The intending visitor sets out on horseback accompanied by as many of his servants as he can collect, the djelodar, with the embroidered saddle-cloth across his shoulders, at his horse’s head; and behind him the kalyaudjy (musician) with his instrument. When he reaches the door he wishes to stop at, he dismounts. He then, with his servants in front of him, traverses one or two passages, invariably low and dark, and sometimes one or two courts, before reaching the apartments of the master of the house. If his visitor is of higher rank than himself, the host comes to the door to receive him. If they are equals, he sends his son or one of his young relations to do so. The opening courtesies are extremely flowery, such as “How came your lordship to conceive the compassionate idea of visiting this lowly roof?” &c.

When they reach the drawing-room, they find all the men of the family standing in a row against the wall bowing to the new-comer. As soon as every one is seated, the visitor inquires of the master of the house, “If, by the will of God, his nose is fat.” The latter replies: “Glory be to God! it is so, by means of your goodness.” This same question is sometimes repeated three or four times running. After a few moments of conversation, tea, coffee, and sherbet are handed round. The great charm of this rather frivolous gossip is its exaggeration, and the witty and amusing turn given to it.

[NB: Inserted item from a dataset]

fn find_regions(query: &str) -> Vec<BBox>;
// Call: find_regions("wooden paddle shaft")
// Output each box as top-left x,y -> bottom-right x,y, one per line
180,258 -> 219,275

The Persians have a peculiar taste for calligraphy. Painting is an almost unknown art amongst them. They possess, however, a certain amount of artistic instinct, as is shown by the richness and elegance of some of their monuments.

[Fig. 87] shows the reader other types of Persian costume worn by different classes. The Louty and the Baktyan represented in this sketch are members of a nomadic tribe, enjoying rather a bad reputation.


The Afghans inhabit the mountainous region lying to the north of the lowlands of the Punjaub, that is to say, the basin of the Indus. Their climate is a charming one. The Afghans are fine muscular men with a long face, high cheek-bones and a prominent nose. Their hair is generally black. Their skin, according to the part of the country they inhabit, is dark, tawny, or white. They are an unpolished, warlike race, differing in customs and in language both from the Persians and the natives of India. They are subdivided into many tribes or clans.


The Beloochees, addicted to pastoral life, and primitive in their habits, move about from place to place, dwelling in tents which are constructed of felt on a slight framework of willow. They wander, with their flocks, about the table lands surrounding Kelat. They are to be found in nearly the whole of that part of eastern Persia, which, lying between Afghanistan to the north and the Indian Ocean to the south, stretches westwards from the Indus to the great Salt Desert. They speak a dialect derived from the Persian.